Meehan’s remarks about the university’s plan to improve the building, where it wants to house its maintenance operations, was balanced by his statement that JSU doesn’t currently have the money to begin making improvements.
In a formal council meeting that
followed the work session, four residents stood to speak about the historic properties. Marcus Reid, speaking on behalf of residents who want to preserve the Eastwood School, said he favors the swap.
Suzanne Cunningham, a Jacksonville resident, stood to say that she is concerned about the fate of the old mill because Meehan said he doesn’t know when the money will be available to begin working on the mill.
Some residents at the meeting said they hoped that a separate issue, the possibility of establishing historic preservation committee, would be considered Monday. It was delayed because the council didn’t have time for discussion on the commission this week, said Council President Mark Jones.
“Unless we felt good about the fact that it might be approved, I’d hate to put it on the agenda and have it voted down, if it’s something the council wants to do,” Jones said of putting the matter to a vote in a formal council meeting.

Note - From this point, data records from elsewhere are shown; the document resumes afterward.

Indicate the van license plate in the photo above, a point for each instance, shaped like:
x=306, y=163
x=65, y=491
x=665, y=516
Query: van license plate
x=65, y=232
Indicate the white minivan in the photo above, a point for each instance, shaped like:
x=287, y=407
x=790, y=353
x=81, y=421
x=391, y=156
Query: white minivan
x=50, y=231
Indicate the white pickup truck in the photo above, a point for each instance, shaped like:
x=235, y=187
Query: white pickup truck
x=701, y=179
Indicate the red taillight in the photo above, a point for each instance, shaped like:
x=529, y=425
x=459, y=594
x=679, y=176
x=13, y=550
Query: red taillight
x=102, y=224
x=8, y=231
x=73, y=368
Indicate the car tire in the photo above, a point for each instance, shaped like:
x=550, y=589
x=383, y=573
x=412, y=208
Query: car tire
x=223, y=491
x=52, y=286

Attendee Gail DeParma said that the council is waiting too long because many grant cycles for historical preservation funds close this spring, and the historic preservation committee is key in securing those grants.
Last week, DeParma requested the preservation commission issue be placed on the work session agenda for Monday. She said residents have already taken steps necessary to establish the commission, adding that the city is stifling some of the progress some residents would like to make.
“All we need is approval and we’re ready to go,” DeParma said.